Acevedo said that crash last year of the car Carromero was driving was only the culmination of a long string of harassment incidents against her husband. She recalled that a month before the Carromero incident, a car crashed Payá’s car from behind and made it flip over, and that in previous years the lug nuts on the tires of Payá’s cars were loosened.
“I knew this was not just a casual accident,” said Ofelia Acevedo, Payá’s widow, during an interview at the family home in Southwest Miami-Dade. “I knew from the outset that [the government claim it was an accident] was false. When you analyze the official story, there are a thousand elements pointing to a total falsehood that it was just an accident.”
Carromero had indicated before that Cuban government agents were involved in the incident that led to his crashing the car he was driving and in which Payá and two other people were passengers.
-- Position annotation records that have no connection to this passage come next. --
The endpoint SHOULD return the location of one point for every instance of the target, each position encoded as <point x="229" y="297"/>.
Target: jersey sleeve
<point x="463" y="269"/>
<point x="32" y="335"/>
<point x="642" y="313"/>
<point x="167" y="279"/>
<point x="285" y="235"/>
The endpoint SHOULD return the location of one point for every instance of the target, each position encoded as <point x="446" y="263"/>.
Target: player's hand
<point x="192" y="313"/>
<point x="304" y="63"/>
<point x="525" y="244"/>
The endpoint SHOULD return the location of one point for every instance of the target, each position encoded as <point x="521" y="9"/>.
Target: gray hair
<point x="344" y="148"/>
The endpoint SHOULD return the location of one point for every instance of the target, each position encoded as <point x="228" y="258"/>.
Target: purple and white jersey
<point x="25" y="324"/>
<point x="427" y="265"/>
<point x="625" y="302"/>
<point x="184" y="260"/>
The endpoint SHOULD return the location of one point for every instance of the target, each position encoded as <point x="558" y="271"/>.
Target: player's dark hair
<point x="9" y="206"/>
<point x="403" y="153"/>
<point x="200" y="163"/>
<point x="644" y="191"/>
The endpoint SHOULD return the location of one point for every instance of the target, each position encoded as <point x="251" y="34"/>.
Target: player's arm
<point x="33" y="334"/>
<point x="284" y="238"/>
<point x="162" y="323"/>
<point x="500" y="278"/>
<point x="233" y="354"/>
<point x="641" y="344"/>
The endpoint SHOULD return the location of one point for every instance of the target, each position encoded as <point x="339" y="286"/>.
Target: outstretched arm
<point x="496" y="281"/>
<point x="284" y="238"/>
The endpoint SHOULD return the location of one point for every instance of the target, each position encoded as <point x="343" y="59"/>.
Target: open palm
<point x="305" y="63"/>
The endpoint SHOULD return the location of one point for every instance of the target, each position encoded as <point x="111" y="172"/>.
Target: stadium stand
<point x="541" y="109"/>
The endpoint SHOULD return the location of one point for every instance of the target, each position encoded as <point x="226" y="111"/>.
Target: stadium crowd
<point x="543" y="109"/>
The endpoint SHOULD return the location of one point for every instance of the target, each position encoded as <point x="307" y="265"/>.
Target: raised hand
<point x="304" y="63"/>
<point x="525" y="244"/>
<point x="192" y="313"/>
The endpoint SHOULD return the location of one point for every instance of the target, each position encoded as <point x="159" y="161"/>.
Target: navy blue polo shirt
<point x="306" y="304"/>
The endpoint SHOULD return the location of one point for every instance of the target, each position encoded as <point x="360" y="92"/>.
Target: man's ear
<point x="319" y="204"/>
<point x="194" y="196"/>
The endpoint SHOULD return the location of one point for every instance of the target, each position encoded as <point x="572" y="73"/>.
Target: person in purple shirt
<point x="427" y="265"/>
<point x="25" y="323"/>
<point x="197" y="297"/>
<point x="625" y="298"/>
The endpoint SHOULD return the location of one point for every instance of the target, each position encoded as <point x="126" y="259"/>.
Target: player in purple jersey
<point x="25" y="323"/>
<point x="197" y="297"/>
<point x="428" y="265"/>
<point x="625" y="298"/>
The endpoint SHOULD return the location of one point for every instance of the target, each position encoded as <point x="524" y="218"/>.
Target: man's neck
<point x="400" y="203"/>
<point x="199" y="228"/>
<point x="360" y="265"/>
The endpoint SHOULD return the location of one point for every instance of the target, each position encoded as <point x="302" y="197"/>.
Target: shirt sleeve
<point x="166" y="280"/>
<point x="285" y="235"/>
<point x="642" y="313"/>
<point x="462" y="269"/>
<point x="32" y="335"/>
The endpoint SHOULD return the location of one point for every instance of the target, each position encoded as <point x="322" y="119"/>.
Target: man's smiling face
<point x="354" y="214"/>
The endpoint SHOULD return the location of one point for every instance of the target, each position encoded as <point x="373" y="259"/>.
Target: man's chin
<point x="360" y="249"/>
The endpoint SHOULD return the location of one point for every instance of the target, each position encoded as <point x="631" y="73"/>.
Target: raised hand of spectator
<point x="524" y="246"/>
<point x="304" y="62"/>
But the statements published in El Mundo over the weekend were Carromero’s most explicit in laying the blame for Payá’s death on the Cuban government.
The tragedy occurred on July 22, 2012 when Carromero was driving Payá to eastern Cuba Besides Payá, the other passengers were fellow Cuban dissident Cepero and Swedish political activist Jens Aron Modig.
At one point near Bayamo, about 500 miles east of Havana, Carromero’s car left the highway and slammed into a tree.
Cuban officials later said Carromero was driving at high speed through a stretch of the road that was under construction. All of that, Cuban officials said, contributed to the accident.
But in Miami, Acevedo recalled Monday that she knew the crash was no accident because early on she had become aware of text messages that Modig might have sent from the scene of the accident.
She told El Nuevo Herald from Cuba in late July 2012 that a Swedish friend in Stockholm told her by phone that Modig had sent text messages from his cellular phone to contacts in his home country reporting that the vehicle had been rammed and forced into a crash.
On Monday, Acevedo said Carromero also had sent similar text messages to contacts in Spain before being arrested and charged.
Acevedo also said on Monday that she knew from early on that the official story about an accident was false was because Payá hated being in speeding vehicles.
While Carromero’s statements to El Mundo confirmed the Payá family’s suspicions, they also caused a controversy because of an apparent contradiction. In prior statements, Carromero had described a car that had been following them as red. But in the interview with El Mundo, Carromero described the car that forced them off the highway as blue.